The 16MP X-E2 can't compete with Nikon's 24MP cameras in terms of pure resolution, though it does a good job of avoiding the slight moiré that can creep into the D7100's images if used in conjunction with a sharp-enough lens. However, the X-Trans design does appear to keep it within touching distance of the 20MP Canon EOS 70D's resolution. As you'd expect, it's a much closer match for the 16MP Olympus OM-D E-M5 and Panasonic Lumix DMC-GX7, in terms of detail capture.

Low Light

Switch to Tungsten lighting and the camera's Auto White Balance will capture an image with a subtle color tint - a touch more neutral than the also-good Nikon D7100, and certainly more so than the Canon EOS 70D. By default the Olympus OM-D E-M5 is the least convincing of these cameras - it does have an option for a more neutral Auto White Balance but this can be overly neutral, for our tastes.

At higher ISO settings, the X-E2 produces cleaner images than the D7100, even when compared at a common output size.

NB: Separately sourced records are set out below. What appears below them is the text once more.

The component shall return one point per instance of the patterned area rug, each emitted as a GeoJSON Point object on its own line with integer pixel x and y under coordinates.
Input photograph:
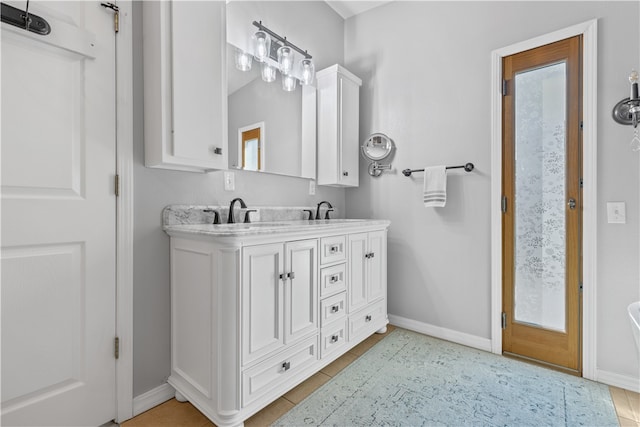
{"type": "Point", "coordinates": [409, 379]}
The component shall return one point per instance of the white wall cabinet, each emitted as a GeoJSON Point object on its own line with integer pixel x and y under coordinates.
{"type": "Point", "coordinates": [338, 119]}
{"type": "Point", "coordinates": [185, 85]}
{"type": "Point", "coordinates": [251, 320]}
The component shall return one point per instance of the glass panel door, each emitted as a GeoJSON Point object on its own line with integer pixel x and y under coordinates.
{"type": "Point", "coordinates": [539, 231]}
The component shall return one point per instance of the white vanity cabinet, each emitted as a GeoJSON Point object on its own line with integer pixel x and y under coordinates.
{"type": "Point", "coordinates": [185, 87]}
{"type": "Point", "coordinates": [338, 119]}
{"type": "Point", "coordinates": [255, 313]}
{"type": "Point", "coordinates": [280, 284]}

However, given the longer exposure the Fujifilm requires, it's also telling to compare its performance to the D7100 set one ISO setting lower, where the difference is much smaller. It's a similar story with the EOS 70D, with more comparible results if you drop the DSLR's ISO by 1EV to more closely match the exposures.

The X-E2 shows very little chroma noise at ISO 6400 but, if you hunt around, you'll see some signs that some hard work is going on to produce these results. So, while the X-E2's results are pretty impressive, they're a fraction behind the stronger cameras in the class, if compared on a like-for-like basis.